Landesehrung

Hessischer Verdienstorden: Wiesbadens früherer Kurdirektor Wossidlo ausgezeichnet

In Wiesbaden wurde jetzt ein Mann geehrt, der die Stadt über Jahrzehnte geprägt hat: Henning Wossidlo erhielt den Hessischen Verdienstorden. Warum sein Wirken weit über berufliche Erfolge hinausreicht und welche Rolle er für zentrale Projekte der Landeshauptstadt spielte, zeigt ein Blick auf die Auszeichnung.

Von: |Erschienen am: 16. April 2026 13:26|

Foto: Hessische Staatskanzlei / Paul Müller

In der Hessischen Staatskanzlei hat Familien- und Gesundheitsministerin Diana Stolz (CDU) den Hessischen Verdienstorden an Henning Wossidlo überreicht.

Mit der Ehrung würdigt das Land Hessen sein jahrzehntelanges Engagement für Wiesbaden und die Region.

Würdigung eines Lebenswerks

Ministerin Stolz hob in ihrer Ansprache die besondere Bedeutung von Wossidlos Wirken hervor. „Henning Wossidlo ist eine Persönlichkeit, die über viele Jahre hinweg Verantwortung übernommen und unsere Gesellschaft nachhaltig geprägt hat. Sein Wirken steht beispielhaft für Einsatzbereitschaft, Verlässlichkeit und Gemeinsinn“, erklärte sie bei der feierlichen Übergabe.

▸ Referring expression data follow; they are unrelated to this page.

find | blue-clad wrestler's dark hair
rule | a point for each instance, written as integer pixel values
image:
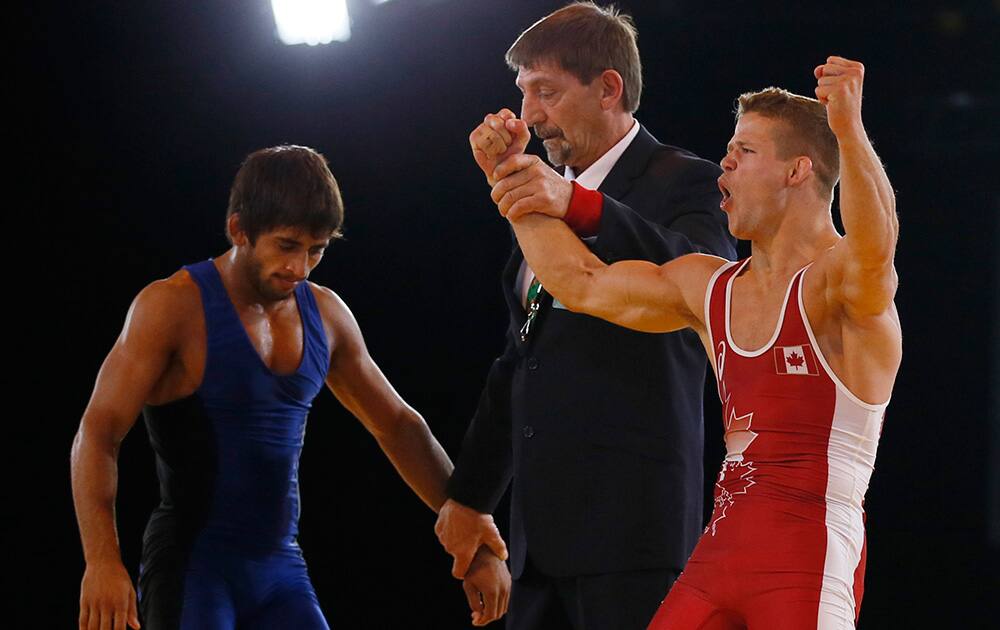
(286, 186)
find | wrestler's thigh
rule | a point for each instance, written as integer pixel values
(686, 609)
(290, 602)
(179, 597)
(292, 609)
(800, 609)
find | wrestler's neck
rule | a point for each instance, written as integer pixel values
(805, 231)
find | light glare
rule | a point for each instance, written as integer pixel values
(311, 21)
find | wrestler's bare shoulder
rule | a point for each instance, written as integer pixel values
(338, 320)
(693, 272)
(166, 306)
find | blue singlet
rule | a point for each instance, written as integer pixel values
(220, 551)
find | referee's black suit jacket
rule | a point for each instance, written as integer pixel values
(600, 427)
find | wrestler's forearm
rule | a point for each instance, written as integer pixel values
(560, 260)
(867, 202)
(417, 457)
(94, 475)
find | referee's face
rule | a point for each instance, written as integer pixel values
(564, 113)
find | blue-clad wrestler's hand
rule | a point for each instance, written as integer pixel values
(487, 587)
(498, 137)
(462, 530)
(107, 598)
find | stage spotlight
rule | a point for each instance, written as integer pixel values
(311, 21)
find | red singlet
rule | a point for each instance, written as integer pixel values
(785, 546)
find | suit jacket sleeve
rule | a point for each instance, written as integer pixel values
(685, 219)
(483, 469)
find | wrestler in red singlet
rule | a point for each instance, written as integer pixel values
(787, 531)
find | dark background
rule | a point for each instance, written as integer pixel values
(136, 115)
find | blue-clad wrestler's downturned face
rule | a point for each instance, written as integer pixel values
(281, 259)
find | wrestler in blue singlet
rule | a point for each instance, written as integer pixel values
(220, 551)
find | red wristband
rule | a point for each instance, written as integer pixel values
(584, 213)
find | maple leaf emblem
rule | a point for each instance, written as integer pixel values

Prägende Arbeit für Wiesbaden

Wossidlo, 1950 in Paderborn geboren, prägte die Entwicklung Wiesbadens über viele Jahre. Nach beruflichen Stationen in der Hotellerie übernahm er ab 1985 zentrale Aufgaben bei den Kurbetrieben der Stadt und wurde 1996 zum Kurdirektor berufen. Unter seiner Leitung entwickelte sich das Kurhaus zu einem international anerkannten Veranstaltungsort und stärkte Wiesbadens Position als bedeutender Standort für Kultur und Kongresse.

Zu den wichtigen Projekten seiner Amtszeit zählen der Bau der Tiefgarage unter dem Bowling Green sowie die Weiterentwicklung des Kurhauses zu einem ganzjährig stark frequentierten Veranstaltungszentrum. Auch der Umbau der Rhein-Main-Hallen zum heutigen Rhein-Main Congress Center wurde von ihm verantwortet, ein Großprojekt, das er innerhalb des vorgesehenen Zeit- und Kostenrahmens realisierte.

Engagement weit über den Beruf hinaus

Neben seiner beruflichen Tätigkeit engagierte sich Wossidlo über Jahrzehnte ehrenamtlich. Besonders hervorzuheben ist sein Einsatz für die Stiftung Bärenherz, für die er seit vielen Jahren in leitenden Funktionen tätig ist und die Weiterentwicklung des Kinderhospizes maßgeblich unterstützt hat. Darüber hinaus engagierte er sich unter anderem für die Wiesbadener Sportstiftung WISPO und den Lions Club Wiesbaden.

Ministerin Stolz betonte: „Henning Wossidlo baut Brücken – zwischen Menschen, Institutionen und Ideen. Sein Engagement reicht weit über berufliche Erfolge hinaus und zeigt, was es bedeutet, Verantwortung aktiv zu leben.“

Bedeutung des Verdienstordens

Der Hessische Verdienstorden zählt zu den höchsten Auszeichnungen des Landes. Er würdigt Persönlichkeiten, die sich in besonderer Weise um das Gemeinwohl verdient gemacht haben.

Ministerin Diana Stolz unterstrich zum Abschluss: „Mit dieser Ehrung sprechen wir Henning Wossidlo unseren Dank und unsere Anerkennung für ein Lebenswerk aus, das Wiesbaden und weit darüber hinaus bereichert hat.“

Hintergrund zum Verdienstorden

Der Hessische Verdienstorden wurde 1989 von Ministerpräsident Walter Wallmann gestiftet und 1998 um eine zweite Stufe, den Verdienstorden am Bande, ergänzt. Er wird an Menschen verliehen, die durch ihr Engagement das Zusammenleben in Hessen nachhaltig stärken und weit über das Alltägliche hinauswirken.